While fault lines were triggering each other one by one outside of Hawthorne Wednesday night, Graham Kent, director of the Nevada Seismological Lab monitored a situation he says is typical in Nevada’s earthquake country.
"This is a classic Nevada, eastern California type sequence where we can get multiple earthquakes of about the same magnitude,” said Kent.
The largest magnitude 5.7 earthquake struck at 12:18 a.m. Wednesday morning followed by another just four minutes later. Less than an hour later, a magnitude 5.5 earthquake hit the area. Well over 100 aftershocks followed. As of Wednesday morning, 16 earthquakes larger than magnitude 3.0 had occurred, including two magnitude 4.0 to 4.1 temblors.
The quakes measured anywhere between five and eight miles below the earth, which is an average depth for an earthquake swarm like the ones on Wednesday. Because they were deep, they could be felt more widespread.
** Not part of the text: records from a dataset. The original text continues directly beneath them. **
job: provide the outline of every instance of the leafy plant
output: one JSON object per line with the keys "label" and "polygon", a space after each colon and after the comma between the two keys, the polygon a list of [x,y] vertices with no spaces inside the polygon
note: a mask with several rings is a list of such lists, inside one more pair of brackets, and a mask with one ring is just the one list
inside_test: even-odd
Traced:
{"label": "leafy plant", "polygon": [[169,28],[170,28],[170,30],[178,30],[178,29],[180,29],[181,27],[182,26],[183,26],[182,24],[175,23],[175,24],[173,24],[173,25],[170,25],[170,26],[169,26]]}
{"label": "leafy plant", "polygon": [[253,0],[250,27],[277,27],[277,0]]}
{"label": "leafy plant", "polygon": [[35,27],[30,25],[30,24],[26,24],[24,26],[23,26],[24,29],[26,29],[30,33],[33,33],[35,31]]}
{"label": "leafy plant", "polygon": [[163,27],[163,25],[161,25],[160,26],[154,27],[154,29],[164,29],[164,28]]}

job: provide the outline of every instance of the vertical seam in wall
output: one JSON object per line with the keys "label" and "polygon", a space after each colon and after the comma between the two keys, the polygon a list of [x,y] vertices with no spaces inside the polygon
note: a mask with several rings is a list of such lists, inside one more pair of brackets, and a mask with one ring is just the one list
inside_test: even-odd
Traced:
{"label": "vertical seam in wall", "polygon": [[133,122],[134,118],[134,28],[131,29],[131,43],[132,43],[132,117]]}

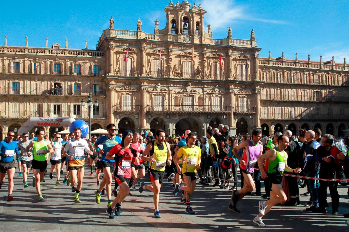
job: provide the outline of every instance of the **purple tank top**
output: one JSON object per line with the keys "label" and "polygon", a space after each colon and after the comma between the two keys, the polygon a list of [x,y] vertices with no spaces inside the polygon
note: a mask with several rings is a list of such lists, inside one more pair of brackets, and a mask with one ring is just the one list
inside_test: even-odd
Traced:
{"label": "purple tank top", "polygon": [[248,150],[246,152],[245,157],[243,158],[246,162],[246,170],[250,173],[254,171],[254,165],[257,163],[257,159],[260,153],[261,146],[259,143],[254,146],[251,140],[248,141]]}

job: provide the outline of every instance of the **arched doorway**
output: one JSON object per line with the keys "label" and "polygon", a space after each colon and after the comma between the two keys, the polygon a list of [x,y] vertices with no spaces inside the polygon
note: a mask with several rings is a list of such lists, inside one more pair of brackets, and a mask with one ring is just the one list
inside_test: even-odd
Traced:
{"label": "arched doorway", "polygon": [[198,133],[198,136],[202,136],[202,126],[200,126],[199,123],[192,118],[186,118],[181,119],[177,123],[175,126],[175,133],[176,135],[180,136],[184,134],[186,130],[190,130],[192,132]]}
{"label": "arched doorway", "polygon": [[269,126],[265,123],[262,124],[262,134],[265,136],[269,136],[270,135],[269,132]]}
{"label": "arched doorway", "polygon": [[287,127],[287,129],[292,131],[292,135],[295,136],[297,136],[298,135],[297,128],[296,127],[296,125],[294,123],[291,123],[289,125],[288,127]]}
{"label": "arched doorway", "polygon": [[212,128],[212,129],[215,128],[218,128],[218,125],[220,124],[222,124],[223,122],[221,121],[219,119],[217,118],[214,118],[212,119],[210,121],[210,123],[208,125]]}
{"label": "arched doorway", "polygon": [[309,130],[310,128],[309,127],[309,125],[308,125],[307,123],[303,123],[300,128],[302,129],[305,130]]}
{"label": "arched doorway", "polygon": [[333,135],[333,125],[332,123],[329,123],[326,126],[326,134]]}
{"label": "arched doorway", "polygon": [[278,123],[274,127],[274,134],[275,134],[275,132],[277,132],[277,131],[280,131],[281,133],[282,133],[283,132],[282,129],[282,126],[281,125],[280,123]]}
{"label": "arched doorway", "polygon": [[247,133],[248,127],[247,121],[243,118],[240,119],[236,123],[236,134],[240,135],[246,135]]}
{"label": "arched doorway", "polygon": [[346,129],[346,126],[342,123],[341,123],[338,126],[338,137],[344,136],[344,131],[341,131]]}
{"label": "arched doorway", "polygon": [[150,123],[150,131],[153,133],[153,134],[155,135],[155,133],[158,130],[163,130],[166,132],[166,124],[164,120],[161,118],[155,118],[153,119]]}

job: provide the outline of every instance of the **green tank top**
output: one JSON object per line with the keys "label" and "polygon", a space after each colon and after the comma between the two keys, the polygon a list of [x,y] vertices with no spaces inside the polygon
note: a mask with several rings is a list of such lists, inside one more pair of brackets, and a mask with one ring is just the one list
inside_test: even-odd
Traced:
{"label": "green tank top", "polygon": [[38,161],[45,161],[47,158],[47,143],[46,139],[42,143],[38,143],[36,140],[33,144],[33,159]]}
{"label": "green tank top", "polygon": [[269,160],[268,173],[269,174],[280,173],[283,173],[286,165],[286,155],[287,153],[284,151],[280,152],[276,151],[276,158],[274,160]]}

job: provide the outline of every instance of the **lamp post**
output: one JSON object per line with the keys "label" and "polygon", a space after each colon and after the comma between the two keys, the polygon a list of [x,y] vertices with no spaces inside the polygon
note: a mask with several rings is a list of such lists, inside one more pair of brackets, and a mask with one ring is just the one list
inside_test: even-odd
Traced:
{"label": "lamp post", "polygon": [[92,103],[92,96],[90,95],[88,95],[88,101],[87,101],[87,105],[85,106],[85,100],[83,99],[81,100],[81,106],[83,107],[87,107],[88,109],[88,116],[89,116],[89,130],[88,136],[89,138],[91,138],[91,109],[97,108],[98,107],[99,104],[99,102],[98,100],[95,101],[95,105],[93,105]]}

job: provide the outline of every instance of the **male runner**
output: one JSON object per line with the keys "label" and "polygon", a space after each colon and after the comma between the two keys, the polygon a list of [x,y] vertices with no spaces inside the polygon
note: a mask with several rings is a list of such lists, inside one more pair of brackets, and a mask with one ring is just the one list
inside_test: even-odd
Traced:
{"label": "male runner", "polygon": [[[256,187],[252,176],[257,159],[263,152],[263,146],[260,143],[261,139],[262,131],[259,129],[254,129],[252,131],[252,140],[242,142],[233,149],[233,153],[239,160],[240,168],[244,176],[244,187],[238,191],[233,190],[232,191],[232,202],[229,204],[229,209],[234,213],[240,212],[236,208],[238,201],[242,199],[246,193],[252,192]],[[244,155],[242,159],[238,153],[239,150],[241,149],[246,152],[246,155]]]}
{"label": "male runner", "polygon": [[12,190],[13,189],[13,177],[15,175],[15,165],[16,161],[14,159],[15,153],[19,154],[18,146],[17,143],[14,141],[15,131],[9,130],[7,131],[7,138],[6,140],[0,142],[0,151],[1,152],[1,159],[0,159],[0,189],[1,185],[5,180],[6,174],[7,173],[8,180],[8,195],[7,201],[13,200]]}
{"label": "male runner", "polygon": [[131,163],[133,160],[138,159],[137,151],[131,145],[133,136],[132,132],[129,130],[124,131],[120,144],[114,146],[105,157],[107,159],[114,159],[116,161],[117,169],[114,173],[114,177],[120,186],[117,197],[107,209],[106,213],[111,219],[115,218],[114,213],[120,216],[121,203],[130,192],[128,183],[131,177]]}
{"label": "male runner", "polygon": [[[179,170],[180,173],[183,173],[185,186],[182,187],[179,184],[176,184],[173,194],[177,195],[181,190],[186,191],[187,208],[185,212],[190,214],[195,213],[190,206],[190,195],[195,189],[196,170],[200,169],[201,162],[201,150],[200,147],[195,145],[196,137],[196,133],[194,132],[188,134],[186,139],[187,145],[179,149],[174,161],[176,163],[180,162],[182,163],[182,168]],[[183,157],[181,161],[179,161],[180,157]]]}
{"label": "male runner", "polygon": [[[142,159],[150,162],[148,171],[152,185],[146,185],[144,182],[142,182],[139,188],[139,192],[141,193],[145,189],[154,193],[153,197],[155,206],[154,216],[156,218],[161,217],[158,207],[159,194],[162,184],[162,179],[165,174],[165,166],[166,162],[168,165],[171,165],[172,159],[170,144],[164,142],[165,136],[165,131],[163,130],[158,130],[157,131],[155,134],[156,140],[147,145],[141,157]],[[147,157],[147,155],[148,154],[150,157]]]}
{"label": "male runner", "polygon": [[[91,154],[92,152],[90,150],[86,141],[80,137],[81,135],[81,129],[78,127],[75,128],[74,135],[75,137],[67,143],[63,150],[63,154],[66,157],[69,158],[68,170],[71,178],[72,192],[76,191],[74,202],[80,203],[81,201],[79,199],[79,194],[82,187],[82,180],[85,173],[84,153],[84,151],[86,151],[88,154]],[[69,154],[67,153],[68,151],[69,151]],[[75,187],[74,185],[76,184],[77,174],[78,181],[77,186]]]}
{"label": "male runner", "polygon": [[[253,136],[253,133],[252,135]],[[292,169],[287,166],[287,153],[284,150],[287,148],[289,143],[288,137],[283,135],[280,135],[277,138],[278,146],[275,149],[268,151],[258,158],[258,167],[261,170],[262,177],[265,178],[267,176],[269,186],[271,186],[270,200],[259,201],[259,213],[253,220],[253,222],[260,226],[266,226],[262,221],[262,217],[272,207],[276,204],[284,203],[287,200],[281,186],[284,171],[294,173],[299,173],[302,171],[300,168]],[[263,161],[266,159],[269,159],[267,174],[263,168]]]}
{"label": "male runner", "polygon": [[[31,165],[33,167],[33,187],[36,188],[36,191],[39,195],[39,201],[44,200],[41,193],[40,182],[43,181],[46,168],[47,167],[47,158],[48,153],[53,152],[53,149],[49,140],[44,139],[45,132],[44,129],[38,129],[35,132],[37,137],[36,140],[32,140],[29,145],[25,148],[25,151],[28,156],[33,155],[33,160]],[[32,147],[32,153],[29,151],[30,148]]]}
{"label": "male runner", "polygon": [[59,169],[62,162],[62,147],[63,144],[59,142],[61,139],[61,135],[56,134],[54,136],[54,140],[51,143],[51,145],[53,149],[53,153],[51,153],[51,157],[50,159],[51,163],[51,169],[50,170],[50,178],[52,179],[53,176],[52,173],[55,169],[57,177],[56,181],[56,186],[59,185]]}
{"label": "male runner", "polygon": [[32,156],[28,156],[28,154],[25,151],[25,148],[28,146],[30,142],[28,138],[28,133],[23,133],[22,135],[23,140],[18,143],[18,149],[21,154],[21,160],[22,167],[23,168],[23,183],[24,187],[28,187],[27,178],[29,174],[30,168],[31,166],[31,161],[33,160]]}
{"label": "male runner", "polygon": [[[115,135],[116,127],[115,125],[110,123],[106,127],[108,134],[100,137],[96,143],[94,147],[96,151],[98,154],[102,155],[101,159],[101,164],[103,168],[104,177],[103,180],[101,183],[99,188],[95,191],[96,195],[96,202],[97,204],[101,203],[101,196],[102,190],[104,187],[106,190],[107,197],[108,198],[107,207],[109,208],[111,205],[111,182],[112,175],[114,172],[114,166],[115,161],[113,158],[109,160],[105,158],[107,153],[110,151],[115,145],[121,143],[121,139],[119,136]],[[98,145],[100,144],[103,145],[103,149],[100,149]],[[98,181],[98,180],[97,180]]]}

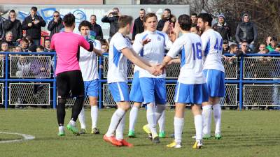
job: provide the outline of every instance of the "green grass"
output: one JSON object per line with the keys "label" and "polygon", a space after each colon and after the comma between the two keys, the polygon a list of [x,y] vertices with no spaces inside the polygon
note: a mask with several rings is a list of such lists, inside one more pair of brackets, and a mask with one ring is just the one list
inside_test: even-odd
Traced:
{"label": "green grass", "polygon": [[[280,112],[279,111],[232,111],[223,112],[223,140],[204,140],[204,147],[200,150],[191,148],[195,135],[193,117],[187,110],[183,134],[183,148],[169,149],[165,147],[171,138],[153,144],[141,129],[146,124],[146,112],[141,110],[136,126],[138,136],[128,139],[134,144],[133,148],[118,148],[104,142],[111,117],[115,110],[99,112],[98,122],[101,135],[86,134],[74,136],[66,132],[65,137],[58,137],[56,111],[54,110],[0,110],[0,132],[20,133],[31,135],[35,140],[15,143],[0,144],[0,156],[279,156],[280,155]],[[174,110],[167,110],[166,130],[167,135],[173,132]],[[71,110],[67,110],[65,124],[68,123]],[[90,110],[86,110],[88,132],[91,126]],[[126,118],[125,137],[128,132],[128,114]],[[89,127],[90,126],[90,127]],[[214,126],[212,123],[212,126]],[[214,127],[212,127],[212,133]],[[3,139],[17,139],[5,137]]]}

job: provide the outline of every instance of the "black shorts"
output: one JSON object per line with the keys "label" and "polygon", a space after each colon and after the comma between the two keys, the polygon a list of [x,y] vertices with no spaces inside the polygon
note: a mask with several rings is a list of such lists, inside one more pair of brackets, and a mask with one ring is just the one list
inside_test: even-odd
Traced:
{"label": "black shorts", "polygon": [[85,87],[80,70],[66,71],[57,74],[58,98],[67,98],[71,91],[72,96],[84,96]]}

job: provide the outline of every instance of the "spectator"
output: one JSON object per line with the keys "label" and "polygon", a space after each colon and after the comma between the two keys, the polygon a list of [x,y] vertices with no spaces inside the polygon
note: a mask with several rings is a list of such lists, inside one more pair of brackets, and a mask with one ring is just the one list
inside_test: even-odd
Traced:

More than 10,000 Nevada and California residents felt the events and posted responses to the USGS “Did you feel it?” website. Reports of tremors from as far as Las Vegas and San Francisco were reported.
"There's a lot of energy released in a magnitude 5.7 earthquake. It is not a small event."
This swarm of quakes being in such a scarcely populated area brought reports of only minor damage and no injuries. If it were to happen in a city like Reno, this would have been a much different story.
“Had that sequence been underneath Reno, we would be talking billions of dollars in damage."
Wednesday’s swarm is not something that has seismologists scratching their heads, but is a chance to remind the community that earthquakes cannot be predicted, but rather, prepared for.
“The question everyone wants to know, is there going to be a larger one and that we don't know, but historically in Nevada, we've seen trends where that can be the case…We just have to keep our heads up and prepare.”
For more on earthquake preparedness, click here.
To better monitor the evolving sequence, members from the Nevada Seismological Laboratory, working with the Nevada Division of Emergency Management, California Office of Emergency Services, and the USGS, are investigating access to this remote region, including a snowbound communications site outside of Hawthorne that is critical for establishing radio links for portable stations that could be deployed to better monitor the sequence.